6. Reanalysis of archived paleointensity data using a new statistical method.


When rocks cool from high temperature, they lock in a magnetization parallel to and proportional to the field in which they cool. By making the fundamental assumption that the magnetization is quasi-linearly related to this field, by replacing this ‘natural remanence’ with a laboratory remanence acquired in a known field, one can estimate the ancient magnetic field (the paleointensity). This is done in a step-wise fashion with the additional assumption that a magnetization acquired by cooling from a particular temperature can be removed by re-heating to the same temperature and cooling in zero field, an assumption known as “reciprocity”. Unfortunately, the reciprocity assumption is frequently violated, which can cause bias in paleointensity estimates. Paleomagnetists exclude these data using “selection criteria”, a set of statistics which describe how an experiment can fail. There is no universally accepted set of selection criteria, with each laboratory using their preferred set.
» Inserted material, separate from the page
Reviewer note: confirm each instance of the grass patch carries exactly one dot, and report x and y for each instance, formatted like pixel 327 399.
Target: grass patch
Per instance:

This makes it difficult to compare results from different studies. 
We present a new method of analyzing paleointensity data called Bias Corrected Estimation of Paleointensity (BiCEP). Our method predicts a bias for each specimen, which allows us to estimate paleointensities that are unbiased without excluding data from the analysis. We can use this method to reinterpret previously published paleointensity data.

Along with this method, we present a notebook which provides tools for reading in data, applying the BiCEP method, and analyzing, visualizing and exporting the results. The notebook also contains a fully functional GUI, which can be used for all of these processes. We hope that paleomagnetists will be able to use these tools to (re)analyze their data in a more consistent manner and to improve the quality of paleointensity estimates.